今天,我们想和大家分享存在人本两年系统培训二期学员吕佳玢和她的朋友的文章。他们在年7月初做了一期直播,题目是《“存在主义”心理治疗:一种别样的美学实践》,主要谈及关于心理咨询的哲学反思及其探索历程。由于他们两个人阅历背景不同,一个是已从业多年的临床工作者,一个是刚刚跨入心理咨询大门的新手,这就决定了,对同一主题的探索和思考会有截然不同的风格和视角。现特整理成文字稿,将两者分享都呈现出来以飨读者。(分享人刘思辰、吕佳玢以下简称刘、吕)

我们为何讨论这个主题

刘:

这不得不从我这么多年来的执业困扰说起,自从独立接个案的第一天起,我就面临着一个困扰,这个困扰在心理学的临床工作中已经司空见惯,即:来访因为各种心理困扰来寻求帮助,可能源于亲密关系的困难,人际关系的困难,原生家庭创伤,乃至焦虑抑郁等………很多时候我们赋予了极大热情的帮助来访,但是却常常受到各种抗拒,事与愿违。
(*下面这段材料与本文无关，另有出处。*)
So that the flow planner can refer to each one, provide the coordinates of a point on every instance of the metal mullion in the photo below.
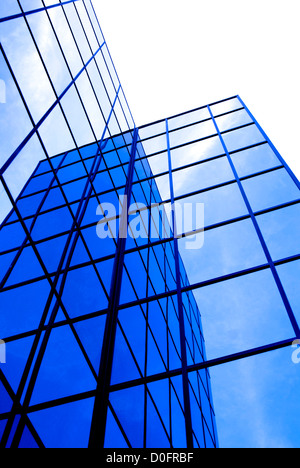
(147, 331)
(159, 415)
(75, 41)
(37, 10)
(73, 82)
(53, 291)
(58, 324)
(119, 424)
(58, 302)
(264, 246)
(279, 157)
(198, 285)
(98, 425)
(186, 113)
(25, 242)
(186, 395)
(68, 247)
(11, 394)
(255, 145)
(48, 112)
(205, 365)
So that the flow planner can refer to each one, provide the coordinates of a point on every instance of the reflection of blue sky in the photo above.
(27, 66)
(255, 401)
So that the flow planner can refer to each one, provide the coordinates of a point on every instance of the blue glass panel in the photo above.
(27, 440)
(5, 400)
(156, 277)
(103, 182)
(80, 254)
(191, 133)
(75, 190)
(127, 292)
(137, 272)
(91, 333)
(64, 370)
(158, 326)
(133, 323)
(52, 223)
(289, 275)
(66, 426)
(26, 268)
(53, 200)
(197, 421)
(156, 435)
(261, 194)
(281, 231)
(242, 313)
(69, 173)
(113, 435)
(37, 184)
(160, 393)
(26, 305)
(243, 137)
(17, 353)
(124, 367)
(202, 176)
(5, 262)
(178, 423)
(155, 364)
(9, 8)
(235, 119)
(106, 269)
(254, 160)
(225, 106)
(219, 205)
(226, 250)
(83, 292)
(2, 426)
(188, 118)
(11, 236)
(129, 407)
(28, 206)
(51, 252)
(195, 152)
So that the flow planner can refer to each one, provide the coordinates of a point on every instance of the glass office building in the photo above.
(115, 241)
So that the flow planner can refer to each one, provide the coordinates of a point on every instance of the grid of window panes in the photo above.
(60, 283)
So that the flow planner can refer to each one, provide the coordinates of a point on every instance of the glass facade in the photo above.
(117, 240)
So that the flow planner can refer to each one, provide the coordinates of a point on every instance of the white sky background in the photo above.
(173, 56)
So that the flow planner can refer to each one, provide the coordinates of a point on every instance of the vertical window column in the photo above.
(185, 380)
(280, 287)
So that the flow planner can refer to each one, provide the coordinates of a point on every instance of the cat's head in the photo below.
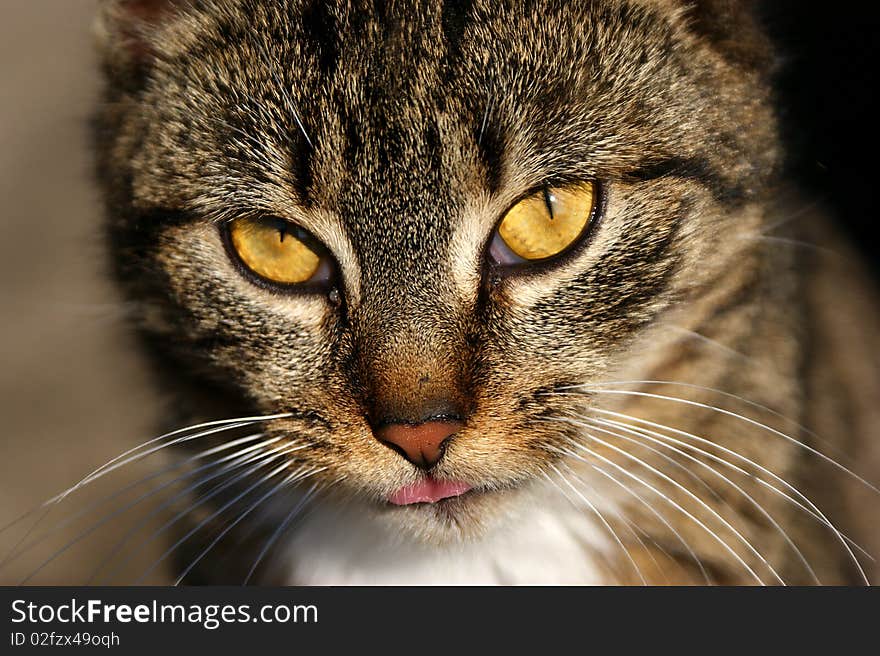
(408, 224)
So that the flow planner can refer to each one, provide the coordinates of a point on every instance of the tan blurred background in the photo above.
(73, 394)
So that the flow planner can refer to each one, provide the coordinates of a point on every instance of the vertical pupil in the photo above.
(548, 201)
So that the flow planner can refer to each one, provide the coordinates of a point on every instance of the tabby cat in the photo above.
(486, 292)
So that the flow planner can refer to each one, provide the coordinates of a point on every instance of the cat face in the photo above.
(393, 141)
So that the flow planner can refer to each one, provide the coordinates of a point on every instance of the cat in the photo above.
(499, 292)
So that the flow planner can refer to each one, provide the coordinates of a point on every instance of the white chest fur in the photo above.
(546, 544)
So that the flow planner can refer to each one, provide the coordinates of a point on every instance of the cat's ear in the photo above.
(127, 30)
(734, 27)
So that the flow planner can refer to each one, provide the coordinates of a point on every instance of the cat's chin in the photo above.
(466, 517)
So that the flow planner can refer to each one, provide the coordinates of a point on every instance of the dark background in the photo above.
(826, 85)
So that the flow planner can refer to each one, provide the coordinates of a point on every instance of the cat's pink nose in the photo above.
(421, 444)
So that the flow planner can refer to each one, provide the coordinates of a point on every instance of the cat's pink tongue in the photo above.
(428, 490)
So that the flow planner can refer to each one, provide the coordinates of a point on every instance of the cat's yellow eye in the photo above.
(546, 223)
(275, 249)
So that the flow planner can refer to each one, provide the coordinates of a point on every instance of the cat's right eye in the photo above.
(278, 251)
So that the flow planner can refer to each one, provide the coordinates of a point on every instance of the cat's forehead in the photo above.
(391, 116)
(375, 103)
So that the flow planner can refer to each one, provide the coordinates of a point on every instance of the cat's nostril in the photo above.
(422, 444)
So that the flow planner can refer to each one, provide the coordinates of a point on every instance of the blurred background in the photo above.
(73, 392)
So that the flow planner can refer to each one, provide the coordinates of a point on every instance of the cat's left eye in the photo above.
(544, 225)
(278, 251)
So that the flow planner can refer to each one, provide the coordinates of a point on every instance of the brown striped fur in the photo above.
(421, 122)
这样的矛盾引发的困惑自始至终贯穿着我六年来的临床工作。我所经历的培训(以精神分析—精神动力学为主要工作方向)虽然在理论层面给予了逻辑自洽的解释,但是并不能很好的引导我的实践。譬如:一个在工作环境的人际关系中屡屡受挫的来访前来求助,他可能由于原生家庭的创伤,已经背负着很多自我苛责,使得我的任何有“帮助”的“分析”都可能变相成为对她的指摘。不可否认这可能是她问题的一部分,但是即便如此,这样的理解仍旧无法帮助她走出上述困境,仍不乏会成为对她指摘的新理解。来访又急需帮助或者有用的反馈,但是浮于表面的“安抚”难免使他更为失望。而动力学取向的督导又常常倾向于将失败的责任推给来访(对方的阻抗和防御),前提条件是咨询师坚持了专业“正确性”。如果对这一困境的理解仅止于此,那么难免会有透过合理化在专业之外衣下故步自封之嫌疑。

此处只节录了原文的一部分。